One way we as individuals can promote tolerance, kindness and respect despite other’s actions is giving to charity. Recent media reports have shown how deeply affected large charitable organisations’ revenues will be this year, due to the sudden fall in donations with the onset of lockdown. Yet at the same time, amazing individuals such as Colonel Tom have been raising astonishing amounts for Covid-related causes. How can we reconcile this mixed media reporting? “People love to give to charities that have a human face, and Captain Tom is a wonderful human face to identify with, and that’s marvellous”, Dr Williams said.
“At the same time, there are things that a donation to an individual can’t do, the capacity-building side of charity. I’ve been a patron of the Cambridge city food bank for the last seven years or so, and although you could say that’s very much a reactive or responsive charity, it is also about making sure you have got supplies that are there for big crises in people’s lives. In fairness, people have been quite generous there, volunteering and donating a fair bit.”
Dr Williams is also heavily involved with Christian Aid, a global charity who face the struggle of being ‘faceless’ but incredibly important to global development. He said: “People are not necessarily unkind or selfish, very often in crisis, people are amazingly generous, but for understandable reasons they often want their generosity to be directed to something they can see and identify with. Some very necessary jobs aren’t quite that interesting, but they’ve got to be done.”
This time of year is also incredibly important to the charity specifically. “We are about to go into Christian Aid week on the 10th and the messaging this year is quite difficult because we know we are addressing a public who will probably feel as though they have a lot on their plate and can’t spare very much and that’s where we have to go back to the picture of a world where we are bound up with one another, and we can’t just say ‘Not my business’.”
The pandemic puts into perspective how intrinsically linked we are to one another. For those who want to help and make a difference, but don’t have the practical skills to do so, it is incredibly frustrating.

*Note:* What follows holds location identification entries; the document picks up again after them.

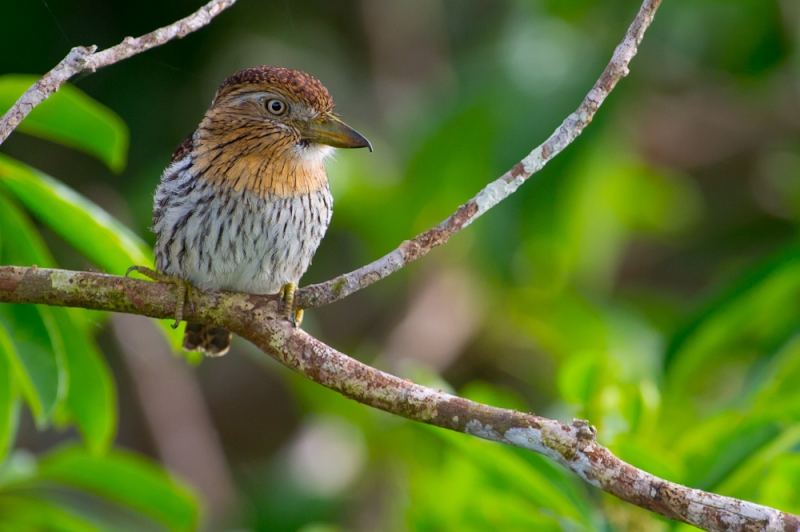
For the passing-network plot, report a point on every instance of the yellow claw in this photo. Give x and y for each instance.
(286, 296)
(184, 288)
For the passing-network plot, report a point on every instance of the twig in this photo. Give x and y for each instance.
(256, 318)
(83, 59)
(410, 250)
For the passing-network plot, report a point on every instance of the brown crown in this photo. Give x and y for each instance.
(300, 83)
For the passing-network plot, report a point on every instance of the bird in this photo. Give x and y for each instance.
(245, 201)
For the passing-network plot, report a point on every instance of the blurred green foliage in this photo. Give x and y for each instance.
(648, 279)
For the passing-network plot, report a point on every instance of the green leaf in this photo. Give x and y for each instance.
(105, 241)
(744, 481)
(91, 400)
(8, 395)
(24, 514)
(72, 118)
(127, 479)
(751, 318)
(779, 488)
(22, 244)
(91, 230)
(37, 357)
(539, 484)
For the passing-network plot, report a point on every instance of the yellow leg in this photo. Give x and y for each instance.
(184, 288)
(286, 296)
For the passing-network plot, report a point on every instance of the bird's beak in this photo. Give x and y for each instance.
(329, 130)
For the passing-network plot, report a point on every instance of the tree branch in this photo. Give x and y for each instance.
(85, 59)
(255, 318)
(410, 250)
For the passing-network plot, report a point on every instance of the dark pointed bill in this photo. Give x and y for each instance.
(331, 131)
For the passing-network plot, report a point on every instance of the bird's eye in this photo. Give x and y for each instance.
(276, 107)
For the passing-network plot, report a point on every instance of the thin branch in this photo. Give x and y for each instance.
(255, 318)
(86, 59)
(410, 250)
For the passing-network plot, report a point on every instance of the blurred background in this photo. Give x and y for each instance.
(648, 279)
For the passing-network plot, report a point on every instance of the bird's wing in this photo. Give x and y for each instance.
(183, 149)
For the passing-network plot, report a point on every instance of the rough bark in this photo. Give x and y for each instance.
(255, 318)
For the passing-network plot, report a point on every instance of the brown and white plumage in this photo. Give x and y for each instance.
(245, 202)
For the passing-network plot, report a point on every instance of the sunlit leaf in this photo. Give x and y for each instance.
(92, 231)
(779, 488)
(743, 482)
(127, 479)
(751, 318)
(91, 400)
(32, 515)
(8, 394)
(542, 486)
(37, 358)
(72, 118)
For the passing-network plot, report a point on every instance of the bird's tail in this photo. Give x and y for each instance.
(213, 341)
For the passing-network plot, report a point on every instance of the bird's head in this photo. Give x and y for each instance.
(268, 131)
(286, 112)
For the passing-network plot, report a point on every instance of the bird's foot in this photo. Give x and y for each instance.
(184, 288)
(286, 296)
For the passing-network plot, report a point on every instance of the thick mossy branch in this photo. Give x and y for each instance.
(256, 318)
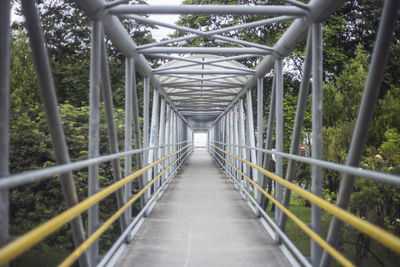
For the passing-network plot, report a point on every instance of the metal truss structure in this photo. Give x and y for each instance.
(198, 89)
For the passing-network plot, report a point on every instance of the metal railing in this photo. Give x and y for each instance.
(225, 159)
(23, 243)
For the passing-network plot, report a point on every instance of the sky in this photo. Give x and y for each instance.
(163, 32)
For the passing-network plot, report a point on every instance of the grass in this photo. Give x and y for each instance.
(302, 241)
(299, 238)
(41, 255)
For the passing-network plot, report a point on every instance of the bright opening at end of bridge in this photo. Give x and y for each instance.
(200, 139)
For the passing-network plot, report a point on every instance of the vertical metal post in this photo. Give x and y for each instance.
(230, 133)
(136, 133)
(167, 136)
(146, 109)
(112, 132)
(227, 141)
(129, 66)
(279, 132)
(298, 125)
(260, 118)
(171, 137)
(47, 91)
(365, 113)
(236, 140)
(268, 143)
(251, 138)
(242, 142)
(94, 132)
(5, 9)
(161, 141)
(153, 138)
(316, 153)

Dr Williams said: “Many of us out there are thinking ‘Please let me make a difference and be a hero’, but we have to accept that possibly the most helpful thing we can do is nothing. You sit with your frustration and think of how tough it is, but the best thing you can do is give the social space and social distance that people need.”
So does coronavirus show humanity at its best? If we remember to care for one another, be that through social distancing, giving to charities or showing our appreciation for key workers, then yes! The sadness and anger many are feeling at this time can be paralysing, but this will not last forever. Speaking to Dr Williams reminded me that to while getting through this we must all do our bit right now (to social distance, to do our work, to turn up for those who need us) at the same time, once this is all over we must move forward with a greater appreciation for what we have and for what others need.